METHODS: A three phase, retrospective, observational analysis was performed among patients with nosocomial pneumonia in a tertiary care facility. The phases consisted of an analysis of medical charts to identify empiric antimicrobial therapy for patients with nosocomial pneumonia; education of physicians on the guidelines; and repeat review of medical charts of patients with nosocomial pneumonia to observe for guideline adherence. An adult pneumonia order set was introduced to the medical staff prior to the initiation of the observational analysis and provided a modality for prescribers to be most compliant with the current recommendations for treating pneumonia. Order set utilization was tracked throughout the observational analysis to determine if various educational interventions increased compliance.

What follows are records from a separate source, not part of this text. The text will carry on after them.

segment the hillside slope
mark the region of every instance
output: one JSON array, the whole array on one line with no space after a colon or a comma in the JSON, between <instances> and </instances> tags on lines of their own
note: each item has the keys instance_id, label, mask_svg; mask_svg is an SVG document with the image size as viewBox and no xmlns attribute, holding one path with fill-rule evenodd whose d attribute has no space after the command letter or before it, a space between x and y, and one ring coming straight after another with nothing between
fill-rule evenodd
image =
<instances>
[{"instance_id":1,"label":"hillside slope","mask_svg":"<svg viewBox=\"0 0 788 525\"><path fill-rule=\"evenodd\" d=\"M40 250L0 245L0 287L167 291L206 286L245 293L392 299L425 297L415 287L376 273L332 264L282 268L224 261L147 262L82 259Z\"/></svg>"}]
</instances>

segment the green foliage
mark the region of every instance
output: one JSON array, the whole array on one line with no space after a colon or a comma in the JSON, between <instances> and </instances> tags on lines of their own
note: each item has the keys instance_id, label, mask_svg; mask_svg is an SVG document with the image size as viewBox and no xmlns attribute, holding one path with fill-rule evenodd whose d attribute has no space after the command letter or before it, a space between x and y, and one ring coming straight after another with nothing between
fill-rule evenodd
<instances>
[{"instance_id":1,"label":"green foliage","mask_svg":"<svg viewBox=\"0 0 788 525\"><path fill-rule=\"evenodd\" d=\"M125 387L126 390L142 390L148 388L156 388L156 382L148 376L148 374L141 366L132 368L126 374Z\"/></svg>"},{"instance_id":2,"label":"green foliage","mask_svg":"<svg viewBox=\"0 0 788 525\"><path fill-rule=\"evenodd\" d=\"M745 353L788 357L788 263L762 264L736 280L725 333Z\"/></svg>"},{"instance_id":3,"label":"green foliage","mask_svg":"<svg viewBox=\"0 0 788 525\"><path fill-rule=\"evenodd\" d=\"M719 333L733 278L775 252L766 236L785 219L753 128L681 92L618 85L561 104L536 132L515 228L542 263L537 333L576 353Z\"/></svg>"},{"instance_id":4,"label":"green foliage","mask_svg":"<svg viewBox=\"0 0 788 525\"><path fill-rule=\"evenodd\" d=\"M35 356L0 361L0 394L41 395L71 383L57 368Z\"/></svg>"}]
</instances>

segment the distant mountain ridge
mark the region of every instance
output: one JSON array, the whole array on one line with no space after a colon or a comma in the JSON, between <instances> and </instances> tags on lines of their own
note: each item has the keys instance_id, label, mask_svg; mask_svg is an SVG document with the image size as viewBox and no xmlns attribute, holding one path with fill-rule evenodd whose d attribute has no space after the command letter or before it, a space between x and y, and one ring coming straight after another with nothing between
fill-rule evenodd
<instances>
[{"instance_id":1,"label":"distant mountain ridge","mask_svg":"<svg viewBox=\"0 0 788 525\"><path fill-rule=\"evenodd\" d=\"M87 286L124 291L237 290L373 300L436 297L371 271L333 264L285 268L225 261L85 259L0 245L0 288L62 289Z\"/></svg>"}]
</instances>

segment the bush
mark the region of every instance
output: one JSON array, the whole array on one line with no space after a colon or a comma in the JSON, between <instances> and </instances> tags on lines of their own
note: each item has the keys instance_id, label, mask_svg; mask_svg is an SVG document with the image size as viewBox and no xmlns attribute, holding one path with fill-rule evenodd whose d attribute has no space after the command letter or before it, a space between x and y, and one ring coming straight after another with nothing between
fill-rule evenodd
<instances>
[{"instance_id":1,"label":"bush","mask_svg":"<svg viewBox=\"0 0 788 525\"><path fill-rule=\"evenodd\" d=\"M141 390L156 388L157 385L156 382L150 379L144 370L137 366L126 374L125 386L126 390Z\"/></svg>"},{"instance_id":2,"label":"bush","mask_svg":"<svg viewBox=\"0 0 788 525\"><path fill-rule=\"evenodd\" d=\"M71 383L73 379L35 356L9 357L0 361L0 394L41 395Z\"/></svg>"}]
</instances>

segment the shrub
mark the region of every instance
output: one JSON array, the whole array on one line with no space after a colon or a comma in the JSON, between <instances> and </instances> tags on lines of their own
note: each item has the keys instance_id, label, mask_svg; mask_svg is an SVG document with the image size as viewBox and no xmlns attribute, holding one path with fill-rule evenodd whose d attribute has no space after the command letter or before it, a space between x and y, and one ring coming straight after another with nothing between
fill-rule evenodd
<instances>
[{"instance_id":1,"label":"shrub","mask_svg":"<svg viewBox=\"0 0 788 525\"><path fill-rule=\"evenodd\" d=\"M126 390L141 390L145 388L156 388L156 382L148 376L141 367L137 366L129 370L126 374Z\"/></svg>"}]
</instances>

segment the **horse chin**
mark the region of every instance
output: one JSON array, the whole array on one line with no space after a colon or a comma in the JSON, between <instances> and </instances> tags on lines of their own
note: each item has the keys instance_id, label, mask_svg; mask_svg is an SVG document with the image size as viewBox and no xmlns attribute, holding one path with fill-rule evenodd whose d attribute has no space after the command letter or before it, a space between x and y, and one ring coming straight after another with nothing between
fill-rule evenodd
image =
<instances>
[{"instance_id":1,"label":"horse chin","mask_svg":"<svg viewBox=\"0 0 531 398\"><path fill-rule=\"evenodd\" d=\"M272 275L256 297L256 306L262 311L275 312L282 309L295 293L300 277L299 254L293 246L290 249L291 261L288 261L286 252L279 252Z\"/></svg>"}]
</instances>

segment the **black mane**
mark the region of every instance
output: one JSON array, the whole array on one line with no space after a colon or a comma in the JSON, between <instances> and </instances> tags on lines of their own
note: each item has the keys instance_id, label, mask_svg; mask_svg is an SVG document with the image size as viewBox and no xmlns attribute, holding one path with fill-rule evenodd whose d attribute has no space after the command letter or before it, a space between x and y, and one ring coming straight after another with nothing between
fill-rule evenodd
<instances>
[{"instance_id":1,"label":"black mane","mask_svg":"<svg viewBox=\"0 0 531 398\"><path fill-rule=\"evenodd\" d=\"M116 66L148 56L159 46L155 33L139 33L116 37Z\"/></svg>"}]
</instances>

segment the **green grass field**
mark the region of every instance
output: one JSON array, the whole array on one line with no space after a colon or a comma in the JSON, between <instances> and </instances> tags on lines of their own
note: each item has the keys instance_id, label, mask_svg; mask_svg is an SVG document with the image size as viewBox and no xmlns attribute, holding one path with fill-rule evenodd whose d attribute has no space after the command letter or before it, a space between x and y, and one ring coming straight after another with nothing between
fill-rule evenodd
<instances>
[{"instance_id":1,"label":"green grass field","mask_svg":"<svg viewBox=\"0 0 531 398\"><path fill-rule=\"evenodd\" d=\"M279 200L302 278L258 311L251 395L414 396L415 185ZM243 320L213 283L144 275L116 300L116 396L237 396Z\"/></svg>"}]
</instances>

RESULTS: Thirty-three patients were evaluated pre-education: 5 transferred, 16 discharged, and 12 died. Thirty-one patients were evaluated post-education: 6 transferred, 21 discharged, and 4 died. The combined sixty-seven patients received two hundred forty-eight orders for forty-four unique antimicrobial agents from five different services. Appropriateness of antimicrobial prescribing, designated by adherence to the clinical practice guidelines, did not improve following an educational intervention. However, the adult pneumonia order set was utilized in forty-eight percent of the post-education group while only being implemented in nine percent of the pre-education group. The prescribing of single or additional antimicrobials, while utilizing the adult pneumonia order set, commonly resulted in overall noncompliance with the consensus guidelines.
CONCLUSIONS: This analysis showed that educational efforts alone were not effective in improving the appropriateness of prescribing empiric antimicrobial therapy in accordance with the guidelines. Prescribing compliance with pre-printed orders, in addition to periodic interactive educational interventions, should be addressed when introducing and maintaining adherence to new clinical practice guidelines.